I’m classified as Generation X, and I suppose I’m not too far away from Millennials. So why do I find the mirror selfie ridiculously despicable? Shouldn’t I be the bridge that closes the gap between perplexed Baby Boomer and self-obsessed Millennial? Shouldn’t I, at the least, understand the desired effect of the mirror selfie as something that is, at the minimum… a useful tool to share a piece of oneself to a wider audience? Well, I don’t. I find it despicable and annoying. I have a friend on Instagram who constantly posts mirror selfies at the gym. Ok we get it, you’re getting fit. But dayum, every single post has to be the same mirror selfie pose? It gets old as an audience. And it makes me think you are full of yourself. Why are you so freakin full of yourself?

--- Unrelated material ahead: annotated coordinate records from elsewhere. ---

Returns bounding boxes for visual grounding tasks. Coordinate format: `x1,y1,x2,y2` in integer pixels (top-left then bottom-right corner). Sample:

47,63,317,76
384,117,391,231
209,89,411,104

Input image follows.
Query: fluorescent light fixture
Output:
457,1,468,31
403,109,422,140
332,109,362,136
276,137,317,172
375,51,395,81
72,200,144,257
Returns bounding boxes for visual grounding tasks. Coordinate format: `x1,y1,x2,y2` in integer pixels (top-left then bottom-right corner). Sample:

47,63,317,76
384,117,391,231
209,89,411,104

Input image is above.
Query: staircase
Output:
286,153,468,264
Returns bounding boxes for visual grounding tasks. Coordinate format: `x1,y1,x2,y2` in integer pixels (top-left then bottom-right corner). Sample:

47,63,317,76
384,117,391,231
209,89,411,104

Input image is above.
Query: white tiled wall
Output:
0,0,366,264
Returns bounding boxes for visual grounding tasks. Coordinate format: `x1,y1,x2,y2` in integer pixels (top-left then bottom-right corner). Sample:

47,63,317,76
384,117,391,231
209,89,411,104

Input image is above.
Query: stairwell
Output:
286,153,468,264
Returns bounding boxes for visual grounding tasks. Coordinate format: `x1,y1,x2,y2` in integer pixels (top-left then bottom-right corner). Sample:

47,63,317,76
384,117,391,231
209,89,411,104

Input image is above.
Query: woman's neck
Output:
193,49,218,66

Now that you know how I feel about mirror selfies, allow me to provide a confession. Today I took my first mirror selfie. For reasons undisclosed, I stood in front of the bathroom mirror and took a picture of myself. I even smiled. No pursed-up lips, no side profile turn, no skin exposure (I was wearing work clothes)…quite a plain vanilla mirror selfie. I didn’t post it to any social media site, nor did I use it as a profile picture for any accounts. I sent it to one person, with a note that this would be my only mirror selfie ever. He replied with a compliment, and it felt nice. Hell, let’s be real here, it felt really nice! Imagine the multiplication factor of feeling nice from 100 compliments, or 1,000 compliments, or … you get my point. And now I get it, too. These Millennials are playing out Charles Cooley’s Looking Glass Self Theory of Everyday Life. Cooley explains that “the ‘I’ of common speech has a meaning which includes some sort of reference to other persons is involved in the very fact that the word and the ideas it stands for are phenomena of language and the communicative life. It is doubtful whether it is possible to use language at all without thinking more or less distinctly of some one else, and certainly the things to which we give names and which have a large place in reflective thought are almost always those which are impressed upon us by our contact with other people.” In this theory of identity formation, our identities are not our own. They are a product of contact with others. And in a postmodern society, contact with others is anywhere and everywhere. It is no wonder young people take selfies en masse. They’re soliciting the feedback that we all crave as we search, seek, and shape our identities. So while psychologists explore the sense of entitlement gleaned from examining the selfie obsessed, sociologists need to be assessing the sense of fulfillment that the selfie obsessed experience when they get feedback from others. Because, seriously, who takes a selfie for themselves? What is the point of capturing yourself on camera, just for yourself? We mostly do it for others. I can postulate that the selfie (avec or sans mirror), while leading to narcissistic personality traits, can serve some purpose other than self absorption. And that is the task of the sociologist, to explore the selfie not as an act of self, but an act for others on behalf of the self.